During the process of learning how to better leverage Agentic Code Assistants I started installing and experimenting with skills developed by trusted peers. Matt Pocock's Skills repo is remarkable and has enhanced the already impressive features of Claude Code massively. Matt does a better job of explaining what these skills do so you can view his videos on the topic here, but I wanted to highlight just how these act as a multiplier for developer productivity: At the time of writing, the repo for Scribe v5 is quite mature, its fully featured, with a dashboard, sites, group and articles sections, an image library and an analytics insights page. It is fully driving the content on 3 external sites and is a production-ready project, but there's always room for improvement right? So before I started writing this article I ran a Matt Pocock skill called /improve-codebase-architecture on the entire CMS repo. While I began writing this article, Claude went off an did a thorough analysis on the entire code (hundreds of typescript files at this point), assessed them all and produced a report on areas it identified for improvement, you can see the report here (TODO: Link).
It rates its recommendations from "Strong" to "Speculative". This report produced two Items that it highlighted as "Strong" candidates for implementation, giving its reasoning for (and against) what it proposes implementing and the benefits to be derived. In this case, Item 1 was a refactor to produce a Action Interface to replace the 6 specific actions on the site-item.tsx file, responsible for organising and editing articles. After giving it the greenlight to proceed with item #1 on the report it started an in-depth scan of what needs to be done, this produced a separate report (its a bit dry so I wont bother posting it here) with a detailed plan of what files will be touched and what changes will be made to them.

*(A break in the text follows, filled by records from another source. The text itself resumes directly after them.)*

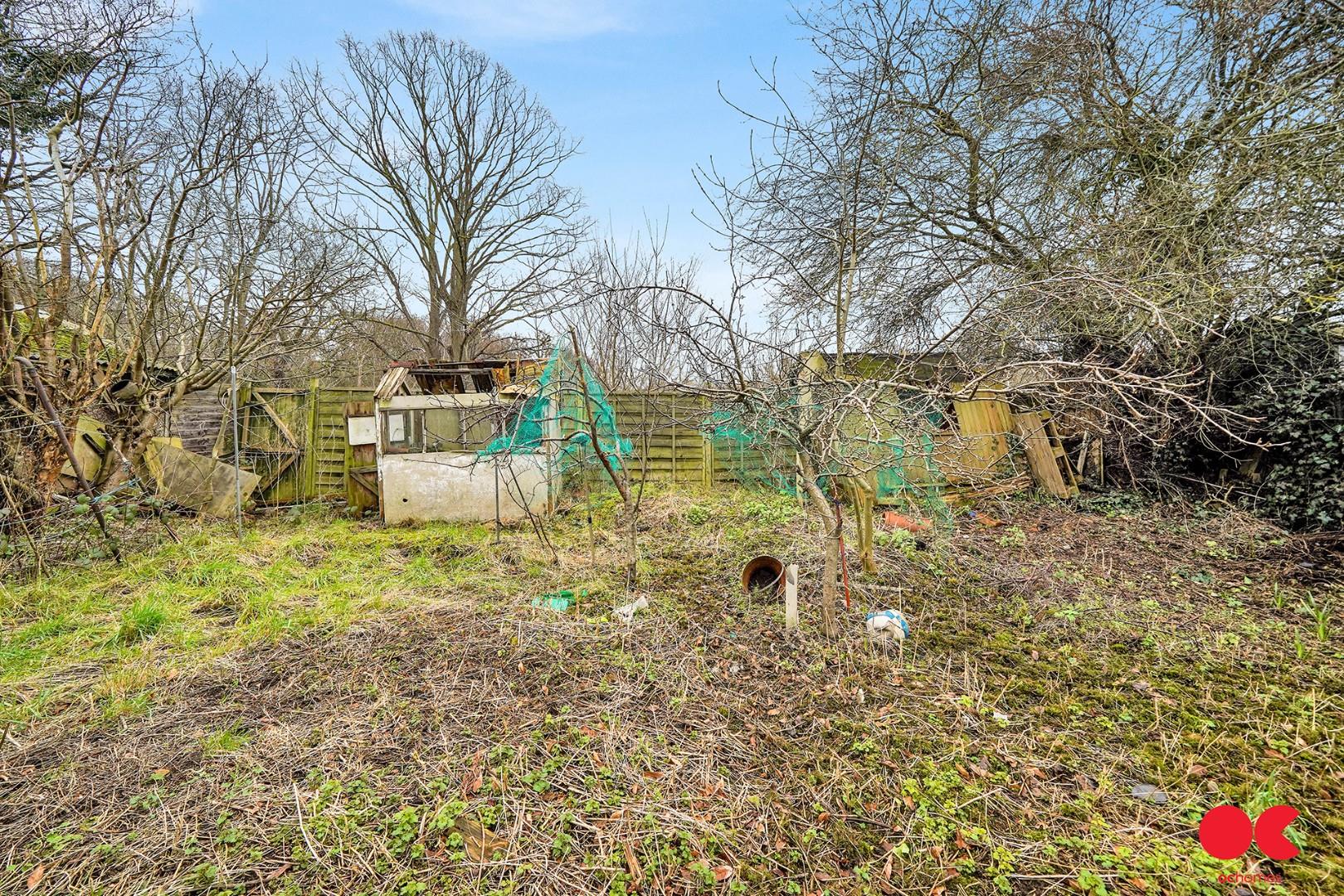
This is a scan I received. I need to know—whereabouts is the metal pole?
[13,354,121,564]
[228,365,243,542]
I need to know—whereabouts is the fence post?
[228,364,243,542]
[306,376,321,503]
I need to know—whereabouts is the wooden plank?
[343,399,379,510]
[1013,411,1078,499]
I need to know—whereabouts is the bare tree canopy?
[295,32,587,358]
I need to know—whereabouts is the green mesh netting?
[704,397,952,523]
[481,348,631,475]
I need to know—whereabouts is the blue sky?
[193,0,811,300]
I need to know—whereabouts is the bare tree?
[0,2,367,515]
[557,228,702,390]
[0,0,172,515]
[295,31,587,360]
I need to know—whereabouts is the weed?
[117,601,168,644]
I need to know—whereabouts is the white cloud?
[406,0,635,41]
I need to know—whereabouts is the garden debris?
[864,610,910,642]
[145,439,261,517]
[1129,785,1166,806]
[453,816,508,863]
[533,588,587,612]
[616,598,649,625]
[882,510,933,532]
[742,553,783,594]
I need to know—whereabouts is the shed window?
[387,414,406,443]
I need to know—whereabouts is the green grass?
[0,490,1344,896]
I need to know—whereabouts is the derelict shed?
[368,362,551,523]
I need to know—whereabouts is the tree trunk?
[802,469,840,640]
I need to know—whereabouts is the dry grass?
[0,493,1344,896]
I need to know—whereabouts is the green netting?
[481,348,631,475]
[704,392,952,523]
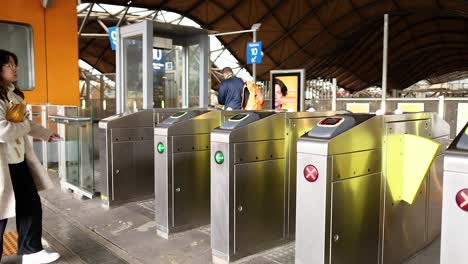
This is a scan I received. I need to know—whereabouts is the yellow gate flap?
[387,134,440,204]
[3,232,18,256]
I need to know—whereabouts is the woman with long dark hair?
[0,50,60,264]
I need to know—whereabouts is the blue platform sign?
[107,27,117,50]
[247,41,262,64]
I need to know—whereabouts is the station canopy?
[79,0,468,91]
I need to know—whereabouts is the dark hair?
[275,78,288,96]
[223,67,233,74]
[0,49,24,101]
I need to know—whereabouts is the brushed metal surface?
[326,116,384,155]
[96,129,112,200]
[285,116,324,238]
[233,139,286,164]
[440,170,468,264]
[330,173,382,264]
[171,133,210,153]
[154,135,172,234]
[332,149,382,182]
[296,113,448,264]
[231,160,286,258]
[427,155,444,241]
[227,113,286,143]
[444,151,468,173]
[99,109,180,206]
[172,150,210,230]
[295,153,332,264]
[210,141,235,261]
[109,142,137,202]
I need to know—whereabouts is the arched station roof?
[80,0,468,90]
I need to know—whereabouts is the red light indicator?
[455,189,468,212]
[304,164,318,182]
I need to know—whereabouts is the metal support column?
[381,14,388,113]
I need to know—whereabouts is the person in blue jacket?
[218,67,244,110]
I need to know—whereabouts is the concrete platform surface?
[2,173,440,264]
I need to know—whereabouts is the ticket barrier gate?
[211,112,334,263]
[98,109,180,207]
[295,113,449,264]
[154,110,243,239]
[440,124,468,264]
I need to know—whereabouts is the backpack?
[241,81,264,110]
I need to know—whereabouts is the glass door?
[116,21,153,113]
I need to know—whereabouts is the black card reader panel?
[220,112,261,129]
[449,123,468,151]
[307,114,375,139]
[161,111,203,125]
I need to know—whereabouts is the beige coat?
[0,94,53,219]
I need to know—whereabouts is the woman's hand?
[48,133,60,142]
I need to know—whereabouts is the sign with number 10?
[247,41,262,64]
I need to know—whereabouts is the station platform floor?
[2,172,440,264]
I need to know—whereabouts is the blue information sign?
[247,41,262,64]
[108,27,117,50]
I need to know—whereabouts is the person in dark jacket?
[218,67,244,110]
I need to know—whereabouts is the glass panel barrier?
[123,35,143,110]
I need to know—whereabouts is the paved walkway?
[4,173,440,264]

It detailed a characterization test plan which, in summary was this:
- Write tests.
- Run existing code against the tests.
- If they pass, begin to refactor the code into separate testable action methods.
- Run refactored code against the same tests.
- If they pass - ship it.
It followed this pattern for the 5 places that this refactor was needed, first it produced a bunch of gitlab tickets (it integrates with glab seamlessly). Once it had these tickets it spawned multiple agents and started drawing up test suites in parallel, running the steps above and making a commit for each one of the five places this work was needed. While this was going on I literally had nothing to contribute to the process so I wrote this article.

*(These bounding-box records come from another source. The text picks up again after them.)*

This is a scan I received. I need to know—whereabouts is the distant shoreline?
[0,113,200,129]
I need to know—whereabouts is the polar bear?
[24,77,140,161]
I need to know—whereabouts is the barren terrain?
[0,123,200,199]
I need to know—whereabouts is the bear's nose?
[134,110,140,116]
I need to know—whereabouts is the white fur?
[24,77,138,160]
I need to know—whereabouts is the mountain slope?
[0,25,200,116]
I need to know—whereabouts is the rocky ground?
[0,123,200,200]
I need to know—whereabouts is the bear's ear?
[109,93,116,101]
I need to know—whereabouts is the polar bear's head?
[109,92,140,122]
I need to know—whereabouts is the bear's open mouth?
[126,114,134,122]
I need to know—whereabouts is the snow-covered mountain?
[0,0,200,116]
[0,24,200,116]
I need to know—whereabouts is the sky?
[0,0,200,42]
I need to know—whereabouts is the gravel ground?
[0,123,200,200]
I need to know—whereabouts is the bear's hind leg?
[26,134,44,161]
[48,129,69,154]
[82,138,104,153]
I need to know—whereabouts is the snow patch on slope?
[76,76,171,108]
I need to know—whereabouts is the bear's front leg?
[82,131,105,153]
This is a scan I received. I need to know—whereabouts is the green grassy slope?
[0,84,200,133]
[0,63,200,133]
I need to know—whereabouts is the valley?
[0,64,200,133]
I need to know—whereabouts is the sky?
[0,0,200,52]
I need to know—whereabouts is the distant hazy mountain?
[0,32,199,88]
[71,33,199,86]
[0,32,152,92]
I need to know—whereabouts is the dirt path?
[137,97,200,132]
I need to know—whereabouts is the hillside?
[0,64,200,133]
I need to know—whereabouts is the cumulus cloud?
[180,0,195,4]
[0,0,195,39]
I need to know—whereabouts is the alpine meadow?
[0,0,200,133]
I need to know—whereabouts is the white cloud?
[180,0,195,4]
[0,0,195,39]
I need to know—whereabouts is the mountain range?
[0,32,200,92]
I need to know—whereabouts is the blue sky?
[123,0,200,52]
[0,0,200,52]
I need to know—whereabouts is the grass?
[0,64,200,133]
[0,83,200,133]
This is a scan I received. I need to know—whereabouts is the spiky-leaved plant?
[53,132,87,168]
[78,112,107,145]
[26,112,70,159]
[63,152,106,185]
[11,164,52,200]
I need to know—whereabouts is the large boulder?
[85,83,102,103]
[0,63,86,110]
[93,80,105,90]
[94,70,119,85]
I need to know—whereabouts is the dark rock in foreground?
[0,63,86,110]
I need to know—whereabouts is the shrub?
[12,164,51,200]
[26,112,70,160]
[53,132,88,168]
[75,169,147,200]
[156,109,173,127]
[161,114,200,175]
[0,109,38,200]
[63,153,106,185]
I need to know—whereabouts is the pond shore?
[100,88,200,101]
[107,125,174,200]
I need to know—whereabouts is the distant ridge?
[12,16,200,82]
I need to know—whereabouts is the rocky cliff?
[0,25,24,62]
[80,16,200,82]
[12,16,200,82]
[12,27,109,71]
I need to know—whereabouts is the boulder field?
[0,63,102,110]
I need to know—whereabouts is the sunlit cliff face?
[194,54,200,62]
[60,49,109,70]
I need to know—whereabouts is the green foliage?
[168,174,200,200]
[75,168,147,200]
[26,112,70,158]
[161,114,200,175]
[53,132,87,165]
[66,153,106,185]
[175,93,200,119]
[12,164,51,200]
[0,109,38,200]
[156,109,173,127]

After the work was completed, the test suite run, the tickets closed and the work pushed to a local branch, My contribution was to simply review the code it produced, push it to the remote and merge it. It took about 30 mins from initiating this code review to implementing the two strong candidates it recommended freeing me up to do user testing and actually use this app for what it was built for, producing content for my sites!

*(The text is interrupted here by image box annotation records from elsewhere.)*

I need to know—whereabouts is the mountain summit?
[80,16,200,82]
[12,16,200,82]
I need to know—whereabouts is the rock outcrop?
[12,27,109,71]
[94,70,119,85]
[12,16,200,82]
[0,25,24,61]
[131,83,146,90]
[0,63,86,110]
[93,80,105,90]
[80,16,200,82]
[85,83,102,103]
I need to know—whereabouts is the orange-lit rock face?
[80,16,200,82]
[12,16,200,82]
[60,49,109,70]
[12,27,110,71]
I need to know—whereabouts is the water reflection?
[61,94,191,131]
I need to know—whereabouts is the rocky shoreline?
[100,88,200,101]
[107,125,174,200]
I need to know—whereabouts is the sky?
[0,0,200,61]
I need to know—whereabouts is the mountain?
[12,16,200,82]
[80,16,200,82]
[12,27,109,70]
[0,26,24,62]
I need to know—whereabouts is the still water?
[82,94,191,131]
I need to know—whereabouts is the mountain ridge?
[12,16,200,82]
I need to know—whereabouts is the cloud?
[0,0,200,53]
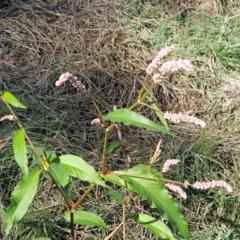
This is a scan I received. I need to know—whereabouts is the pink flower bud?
[55,72,85,92]
[0,115,14,121]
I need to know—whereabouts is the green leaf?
[59,155,107,187]
[103,108,174,136]
[50,162,69,187]
[107,190,124,204]
[63,210,107,229]
[2,92,27,109]
[0,208,5,215]
[106,141,121,154]
[131,214,175,240]
[111,167,189,238]
[13,129,28,176]
[147,97,169,130]
[4,169,41,236]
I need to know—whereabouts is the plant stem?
[48,172,72,210]
[70,211,75,240]
[71,183,96,211]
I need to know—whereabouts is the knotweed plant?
[0,46,233,240]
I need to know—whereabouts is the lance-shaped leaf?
[131,214,175,240]
[4,169,41,236]
[34,237,51,240]
[107,190,124,204]
[103,108,174,136]
[13,129,28,176]
[2,92,27,109]
[63,210,107,229]
[112,167,189,238]
[59,155,107,187]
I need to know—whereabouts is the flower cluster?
[164,112,206,128]
[0,115,14,121]
[160,58,194,75]
[193,180,233,192]
[162,159,180,173]
[55,72,85,92]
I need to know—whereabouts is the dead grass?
[0,0,240,239]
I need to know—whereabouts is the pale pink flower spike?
[91,118,101,125]
[0,115,14,121]
[165,183,187,200]
[193,180,233,192]
[55,72,85,92]
[164,112,206,128]
[146,46,174,75]
[162,159,180,173]
[160,58,194,75]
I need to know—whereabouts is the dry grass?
[0,0,240,239]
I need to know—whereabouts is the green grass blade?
[2,92,27,109]
[131,214,175,240]
[63,210,107,229]
[103,108,174,136]
[13,129,28,176]
[4,169,41,236]
[59,155,107,187]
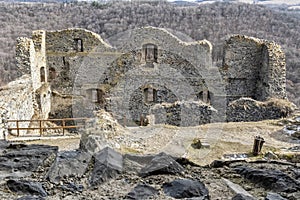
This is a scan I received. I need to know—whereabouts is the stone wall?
[46,27,224,124]
[220,35,286,102]
[227,98,296,122]
[7,27,292,126]
[0,76,35,137]
[150,101,217,126]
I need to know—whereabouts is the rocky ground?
[0,111,300,200]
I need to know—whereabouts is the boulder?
[17,196,45,200]
[79,110,126,154]
[234,166,300,192]
[89,147,123,187]
[126,184,158,200]
[139,153,184,177]
[265,192,287,200]
[231,193,255,200]
[46,150,92,183]
[0,144,58,178]
[7,180,47,197]
[163,179,209,200]
[123,154,154,173]
[222,178,255,200]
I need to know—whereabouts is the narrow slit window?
[74,38,83,52]
[143,44,157,63]
[144,88,157,103]
[40,67,46,82]
[49,67,56,81]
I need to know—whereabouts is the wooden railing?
[7,118,88,137]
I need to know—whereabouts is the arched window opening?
[87,88,104,104]
[74,38,83,52]
[144,88,157,103]
[40,67,46,82]
[49,67,56,81]
[197,90,213,104]
[143,44,157,63]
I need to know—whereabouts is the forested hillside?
[0,2,300,105]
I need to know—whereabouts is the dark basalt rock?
[61,183,84,192]
[46,150,92,183]
[17,196,45,200]
[89,147,123,187]
[0,144,58,179]
[139,153,184,177]
[7,180,47,197]
[163,179,210,200]
[231,194,255,200]
[265,192,287,200]
[125,184,158,200]
[234,166,300,192]
[209,160,246,168]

Its worth highlighting that AI code agents do make mistakes so DO restrict its Git permissions and DO review the code - these mistakes are usually due to a missing piece of vital knowledge rather than an actual error - a valuable lesson worth taking to heart: Its better to do a 4 paragraph prompt that provides the full context in excruciating detail to completely inform it of all the information that it needs to provide a solution. Almost all the mistakes it has made in my experience has been due to the prompt not being detailed enough: a short "I want you to do X, don't mess it up" will almost certainly fail. Being verbose, detailed and precise in your prompts and descriptions is a skill you'll learn fast using coding agents and its certainly less time consuming than the implementation being wrong on the first attempt or worse still, having to retroactively roll back what you shipped because the prompt you made wasn't detailed or accurate enough and your code review wasn't thorough enough.